3: Adjust global drug pricing practices

MFN policies, to date, have yielded lower prices for Medicaid and cash-pay patients for a limited number of therapies from 17 large biopharma manufacturers. The Global Benchmark for Efficient Drug Pricing (GLOBE) model pilot and the proposed Guarding U.S. Medicare Against Rising Drug Costs (GUARD) model expand MFN pricing to a subset of the Medicare population as well. And the Express Scripts deal with the FTC has the potential to link the net price that U.S. private insurers pay to a global reference price that is visible on TrumpRx and must be part of Express Scripts’ “standard offering.”

This change would further constrain manufacturers in how they price globally, which would affect launch timing, sequencing and availability throughout the world. Today, manufacturers’ prices ex-U.S. are primarily driven by health technology assessments and governmental willingness-to-pay, which often yield prices that are well below those paid in the U.S.

Managing the effects of transparent drug pricing outside the U.S.

A transparent list price offered by PBMs competing with an MFN-linked TrumpRx price would effectively eliminate manufacturers’ ability to offer lower prices ex-U.S., as manufacturers would be forced to preserve margin in the U.S. to fund future innovation. Countries outside of the U.S. would then be faced with challenging decisions about whether to pay more, or more likely make difficult trade-offs to not cover certain therapies at all when they cannot afford to do so. This would likely result in a tiered system, where major breakthrough therapies are prioritized for reimbursement at the U.S.-linked price, while incremental innovation is likely to not be covered in many countries.
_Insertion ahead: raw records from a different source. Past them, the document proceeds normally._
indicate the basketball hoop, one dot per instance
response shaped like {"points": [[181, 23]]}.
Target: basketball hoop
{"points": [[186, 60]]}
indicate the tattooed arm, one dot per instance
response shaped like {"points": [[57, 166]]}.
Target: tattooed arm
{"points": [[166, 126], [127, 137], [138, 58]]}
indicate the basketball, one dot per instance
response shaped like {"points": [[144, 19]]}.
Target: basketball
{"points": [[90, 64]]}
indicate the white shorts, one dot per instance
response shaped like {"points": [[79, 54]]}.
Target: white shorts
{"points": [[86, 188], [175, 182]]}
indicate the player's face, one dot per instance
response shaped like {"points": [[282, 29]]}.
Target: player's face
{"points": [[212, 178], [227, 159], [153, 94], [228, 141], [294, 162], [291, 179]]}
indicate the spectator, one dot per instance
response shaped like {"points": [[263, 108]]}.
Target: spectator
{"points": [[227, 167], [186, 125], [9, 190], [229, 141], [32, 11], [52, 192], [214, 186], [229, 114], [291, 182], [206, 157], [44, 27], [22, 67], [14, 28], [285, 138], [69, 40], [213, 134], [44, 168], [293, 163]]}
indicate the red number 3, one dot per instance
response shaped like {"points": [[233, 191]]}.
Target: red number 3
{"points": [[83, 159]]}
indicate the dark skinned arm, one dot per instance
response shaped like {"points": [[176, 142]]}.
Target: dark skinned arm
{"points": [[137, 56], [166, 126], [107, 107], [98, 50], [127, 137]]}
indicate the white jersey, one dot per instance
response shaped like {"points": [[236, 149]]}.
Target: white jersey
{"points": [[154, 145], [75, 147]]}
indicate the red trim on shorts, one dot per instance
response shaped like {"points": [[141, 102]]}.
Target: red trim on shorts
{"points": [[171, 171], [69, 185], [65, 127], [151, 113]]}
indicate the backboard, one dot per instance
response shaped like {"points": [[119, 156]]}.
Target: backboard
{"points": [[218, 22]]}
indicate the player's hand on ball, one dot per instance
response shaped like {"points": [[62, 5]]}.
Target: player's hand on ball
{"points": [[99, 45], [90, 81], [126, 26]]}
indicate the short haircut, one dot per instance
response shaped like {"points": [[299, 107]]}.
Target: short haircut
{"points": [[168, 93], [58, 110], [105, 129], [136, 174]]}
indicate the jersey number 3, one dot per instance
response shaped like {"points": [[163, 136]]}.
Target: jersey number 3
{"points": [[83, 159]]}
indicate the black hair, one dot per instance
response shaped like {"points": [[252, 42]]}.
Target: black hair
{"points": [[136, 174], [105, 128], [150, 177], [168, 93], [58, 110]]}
Biopharma manufacturers whose pricing and commercial strategy decisions today are made largely at a country level will need to adapt rapidly. They will need to establish global pricing models and run scenario analyses to determine the optimal price of each therapy in an MFN-linked global market. Go-to-market strategy and investment decisions, which are directly tied to country-level forecasts will also need to change, as more products become inaccessible through government payers at MFN prices. And in the longer term, questions about the sustainability of the current model and the need to source innovation at a lower cost, whether from China, Europe or elsewhere, will force challenging decisions for health authorities ex-U.S.

Where does the drug pricing road take us from here?

While much remains murky about the future of U.S. drug pricing, the general direction of travel toward lower list prices linked to what other countries pay and transparent discounts that benefit patients is clear. Organizations that begin planning for that future now will have the edge over those who react in real time. Articulating that future environment in detail and assessing how pricing business processes and global launch strategy must evolve are three essential places to begin to prepare now.